What is a General Agreement of Indemnity and How Does It Work?

On behalf of Kaplin Stewart Meloff Reiter & Stein, P.C. posted in General Agreements of Indemnity on Jun 8, 2016.

For those who work in the world of construction sureties, General Agreements of Indemnity – or GIA’s as they are called – are a normal part of the process. For those unaccustomed to how sureties operate and how they differ from insurance companies, they are as foreign as an unfamiliar language. Here’s a quick primer on GIA’s and how they work.

indemnityThe first key to understanding General Agreements of Indemnity is to recognize that a surety bond is not insurance. In fact, in many respects it’s nothing like it. Insurance is a premium based system that allows a company to prepay for liability risks in the event someone is hurt on a job or there is property damage. A surety bond is a wholly business transaction by which the surety is extending credit and/or vouching for its principal. To put it in perhaps slightly more simple terms, the surety is agreeing to co-sign for the contractor’s financial viability.

With this in mind, sureties vet the companies to whom they issue bonds carefully. In essence, they want to know whether that principal has the wherewithal, financially and otherwise, to complete the project which is being bonded. Once they are satisfied that they can “vouch” for the principal/contractor they will typically issue the bond. Before doing so, the sureties typically ask the principal for something too though.

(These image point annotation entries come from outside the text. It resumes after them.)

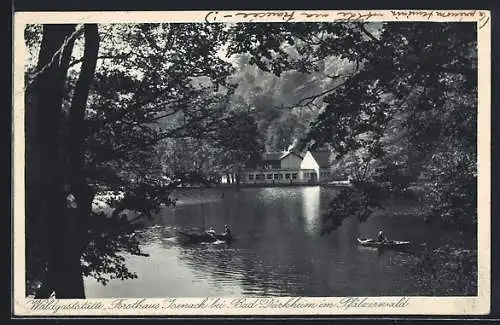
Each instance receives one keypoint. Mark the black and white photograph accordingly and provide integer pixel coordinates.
(251, 159)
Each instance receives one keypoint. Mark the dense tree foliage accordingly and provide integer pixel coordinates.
(405, 114)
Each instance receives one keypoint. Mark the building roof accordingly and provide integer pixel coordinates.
(322, 158)
(291, 152)
(269, 156)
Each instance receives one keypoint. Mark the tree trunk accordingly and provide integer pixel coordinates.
(49, 87)
(71, 285)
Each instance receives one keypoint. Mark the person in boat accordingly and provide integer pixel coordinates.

Sureties are risk averse by definition; so in addition to taking premium for the bond they seek assurances from the principal/contractor that there will not be any problems. These promises become the GIA. These legally binding and enforceable agreements are typically a pre-requisite to the bond being issued and contain a number of clauses favorable to the surety. Typical GIA’s include an obligation of the contractor and its owners to indemnify the surety for any losses paid by the surety, the right to demand the deposit of collateral, and the right to examine and audit the contractor’s books. These remedies are by design serious in order to be sure the surety is protected from losses and are called upon by the surety as soon as a claim is made against the bond.

When placed in context, General Indemnity Agreements are much easier to understand. They are, however, serious business with serious consequences. Construction companies and sureties alike should be thoughtful in crafting them as a result.